Use Decoder.decode() to decode JPEG images in memory and apply warp_affine() into batch tensor buffers.

DecodeWarp instances allocate buffers and decoders on the current_device.

Parameters
  • batch_size (int) – number of samples in a batch

  • shape (Tuple[int, int, int]) – shape of one image in the batch \((C,H,W)\)

  • background (CudaTensor) – tensor with \(C\) background color values

  • dtype (DLDataType) – type used for buffer tensors

  • cpu_threads (int) – number of parallel decoders

  • num_buffers (int) – number of buffers tensors

  • decode_buffer_size (Optional[int]) – size of pre-allocated buffer for decoding; must be larger than the number of subpixels; if None a new buffer is allocated every time

__call__(batch: dict)dict[source]

Decode a list of JPEG images under the 'image' key and warp them into a batch tensor with the parameters defined by a list of augmentation dicts under key 'augmentation'.

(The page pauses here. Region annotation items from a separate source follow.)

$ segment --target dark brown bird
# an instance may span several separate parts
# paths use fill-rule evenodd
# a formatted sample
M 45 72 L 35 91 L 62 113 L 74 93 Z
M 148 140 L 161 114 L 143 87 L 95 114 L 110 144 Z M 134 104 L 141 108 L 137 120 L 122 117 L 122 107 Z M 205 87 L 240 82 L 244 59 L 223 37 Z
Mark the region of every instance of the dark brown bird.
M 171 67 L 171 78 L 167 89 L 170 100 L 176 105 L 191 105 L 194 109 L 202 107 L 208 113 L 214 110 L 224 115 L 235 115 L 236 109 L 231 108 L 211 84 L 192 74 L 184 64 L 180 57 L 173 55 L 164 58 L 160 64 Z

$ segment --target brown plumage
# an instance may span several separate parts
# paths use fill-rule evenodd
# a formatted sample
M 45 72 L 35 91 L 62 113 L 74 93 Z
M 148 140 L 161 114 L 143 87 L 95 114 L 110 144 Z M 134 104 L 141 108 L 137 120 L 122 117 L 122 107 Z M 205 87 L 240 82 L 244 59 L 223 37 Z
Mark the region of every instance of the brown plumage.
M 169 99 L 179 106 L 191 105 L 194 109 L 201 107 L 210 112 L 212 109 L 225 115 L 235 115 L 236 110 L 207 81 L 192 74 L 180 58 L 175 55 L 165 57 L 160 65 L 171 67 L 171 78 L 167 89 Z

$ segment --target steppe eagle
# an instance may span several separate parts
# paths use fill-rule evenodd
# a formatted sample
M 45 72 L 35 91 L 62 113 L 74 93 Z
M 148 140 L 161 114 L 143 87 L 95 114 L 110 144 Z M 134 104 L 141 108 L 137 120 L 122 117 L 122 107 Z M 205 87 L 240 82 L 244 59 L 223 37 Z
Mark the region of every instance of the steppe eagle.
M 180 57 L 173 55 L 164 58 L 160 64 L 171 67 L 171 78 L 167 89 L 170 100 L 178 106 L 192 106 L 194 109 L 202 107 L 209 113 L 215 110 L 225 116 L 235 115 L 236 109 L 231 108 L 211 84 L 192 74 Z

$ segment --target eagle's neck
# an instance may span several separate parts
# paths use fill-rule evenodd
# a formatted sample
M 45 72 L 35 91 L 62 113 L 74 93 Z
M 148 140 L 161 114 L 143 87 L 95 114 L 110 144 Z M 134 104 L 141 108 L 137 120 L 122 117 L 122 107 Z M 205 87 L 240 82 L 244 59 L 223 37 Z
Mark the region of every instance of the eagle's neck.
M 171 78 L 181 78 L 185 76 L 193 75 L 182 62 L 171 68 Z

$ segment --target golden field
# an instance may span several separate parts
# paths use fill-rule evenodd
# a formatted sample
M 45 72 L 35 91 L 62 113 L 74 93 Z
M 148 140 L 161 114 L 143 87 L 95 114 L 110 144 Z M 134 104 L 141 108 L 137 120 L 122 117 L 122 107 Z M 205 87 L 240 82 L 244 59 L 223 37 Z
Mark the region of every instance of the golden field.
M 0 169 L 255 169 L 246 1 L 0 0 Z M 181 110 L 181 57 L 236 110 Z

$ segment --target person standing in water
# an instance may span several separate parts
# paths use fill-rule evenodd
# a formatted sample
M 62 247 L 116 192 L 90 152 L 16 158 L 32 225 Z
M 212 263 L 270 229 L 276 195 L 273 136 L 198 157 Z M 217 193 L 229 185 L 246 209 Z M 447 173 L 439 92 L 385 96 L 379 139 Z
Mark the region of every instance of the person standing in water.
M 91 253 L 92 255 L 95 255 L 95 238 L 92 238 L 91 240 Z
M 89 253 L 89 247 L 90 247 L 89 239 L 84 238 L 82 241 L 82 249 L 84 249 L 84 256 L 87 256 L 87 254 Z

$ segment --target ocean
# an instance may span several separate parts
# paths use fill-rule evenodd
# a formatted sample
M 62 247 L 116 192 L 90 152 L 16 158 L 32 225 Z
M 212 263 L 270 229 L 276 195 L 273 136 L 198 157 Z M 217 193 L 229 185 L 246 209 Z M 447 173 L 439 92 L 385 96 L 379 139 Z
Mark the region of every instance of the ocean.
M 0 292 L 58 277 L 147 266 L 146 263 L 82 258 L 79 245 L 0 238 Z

Each set of augmentation parameters is a dict that contains values for the parameters of the warp_affine() function. Additional parameters are ignored.

Parameters

batch (dict) – dict {'image': [JPEG, JPEG, ...], 'augmentation': [params, params, ...]}

Returns

batch where 'image' is replaced by a batch tensor of transformed images.

Return type

dict

finalize_batch(buffer)[source]
class augpy.image.Lighting(batch_size: int, channels: int = 3, min_value: Union[int, float] = 0, max_value: Union[int, float] = 255)[source]

Bases: object

Apply the lighting() function to a batch of images. The batch tensor must have format \((N,C,H,W)\), with batch size \(N\), number of channels \(C\), height \(H\), and width \(W\).

Lighting instances allocate buffers on the current_device.

Parameters
  • batch_size (int) – number of samples in a batch

  • channels (int) – number of channels \(C\) per image

  • min_value (Union[int, float]) – minimum brightness value, typically 0 for 8 bit images

  • max_value (Union[int, float]) – maximum brightness value, typically 255 for 8 bit images

__call__(batch)[source]

Apply lighting augmentation to a batch of images in a tensor under the 'image' key, with parameters parameters defined by a list of augmentation dicts under key 'augmentation'. Modifies the image tensor in-place.

Each set of augmentation parameters is a dict that contains values for the parameters of the lighting() function. Additional parameters are ignored.

Parameters

batch – dict {'image': [JPEG, JPEG, ...], 'augmentation': [params, params, ...]}

Returns

batch where 'image' has been modified in-place according to given augmentation parameters.